Hartford Multifactor US ETF (”ROUS”) seeks to provide investment results that, before fees and expenses, correspond to the total return performance of an index that tracks the performance of exchange-traded US equity securities.
Value can be particularly sensitive to this type of financial-related volatility: The traditional value universe is noticeably overweight financials (18% for the Russell 1000 Value Index vs. 13% for the Russell 1000 Index). This is why Hartford Multifactor US Equity ETF (ROUS) may be a better way to access value without this excess exposure to financials.

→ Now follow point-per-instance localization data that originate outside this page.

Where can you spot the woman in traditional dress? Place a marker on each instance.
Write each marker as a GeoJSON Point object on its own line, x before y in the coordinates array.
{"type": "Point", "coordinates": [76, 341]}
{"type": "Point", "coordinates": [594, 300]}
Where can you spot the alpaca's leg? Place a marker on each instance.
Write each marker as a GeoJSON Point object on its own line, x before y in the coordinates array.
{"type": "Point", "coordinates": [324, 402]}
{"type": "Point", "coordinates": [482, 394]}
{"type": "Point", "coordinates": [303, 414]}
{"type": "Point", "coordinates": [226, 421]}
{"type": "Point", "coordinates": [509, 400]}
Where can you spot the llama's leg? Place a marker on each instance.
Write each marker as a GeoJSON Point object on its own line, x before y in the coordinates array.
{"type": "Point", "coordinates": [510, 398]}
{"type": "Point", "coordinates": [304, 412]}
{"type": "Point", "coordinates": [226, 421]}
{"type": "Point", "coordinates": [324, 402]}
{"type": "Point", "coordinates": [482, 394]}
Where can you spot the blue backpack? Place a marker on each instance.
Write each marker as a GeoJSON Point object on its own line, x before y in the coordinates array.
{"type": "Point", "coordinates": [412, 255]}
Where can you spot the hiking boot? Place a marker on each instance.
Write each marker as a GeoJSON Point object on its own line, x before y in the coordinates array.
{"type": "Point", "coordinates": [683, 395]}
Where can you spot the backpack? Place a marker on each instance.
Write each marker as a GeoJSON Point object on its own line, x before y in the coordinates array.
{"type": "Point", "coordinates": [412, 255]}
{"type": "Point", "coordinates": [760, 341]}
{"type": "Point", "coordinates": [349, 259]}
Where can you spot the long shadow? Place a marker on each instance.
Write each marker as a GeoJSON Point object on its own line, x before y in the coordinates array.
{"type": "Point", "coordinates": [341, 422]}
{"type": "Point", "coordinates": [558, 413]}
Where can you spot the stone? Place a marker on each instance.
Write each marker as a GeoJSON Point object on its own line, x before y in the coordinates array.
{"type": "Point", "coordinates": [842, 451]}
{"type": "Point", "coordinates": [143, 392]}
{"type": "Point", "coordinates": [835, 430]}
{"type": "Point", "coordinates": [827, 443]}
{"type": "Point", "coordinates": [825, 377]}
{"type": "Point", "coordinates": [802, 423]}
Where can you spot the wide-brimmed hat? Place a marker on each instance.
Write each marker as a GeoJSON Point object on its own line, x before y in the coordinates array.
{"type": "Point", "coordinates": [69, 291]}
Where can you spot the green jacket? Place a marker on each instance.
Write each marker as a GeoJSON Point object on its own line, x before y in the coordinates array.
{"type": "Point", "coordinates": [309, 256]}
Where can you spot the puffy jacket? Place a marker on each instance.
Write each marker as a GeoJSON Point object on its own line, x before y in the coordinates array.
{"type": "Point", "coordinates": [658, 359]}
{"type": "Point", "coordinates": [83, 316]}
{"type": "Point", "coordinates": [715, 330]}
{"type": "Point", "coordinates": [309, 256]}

ROUS is diversified across sectors to prevent concentration in any one sector. Take financials: ROUS has about half the financials exposure of the Russell 1000 Value Index (FIGURE 2). Similarly, ROUS had just 2.6% bank exposure compared to 7.4% for the Russell 1000 Value Index (as of 3/10/23 when regulators closed the Silicon Valley Bank).
Banks also tend to be higher-volatility holdings. ROUS seeks a volatility-reduction target of up to 15% over a full market cycle, which often helps it avoid the riskiest stocks and industries. For example, the financial stocks ROUS holds have below-market beta,2 while the financial holdings in the Russell 1000 Value Index have above-market beta (FIGURE 3).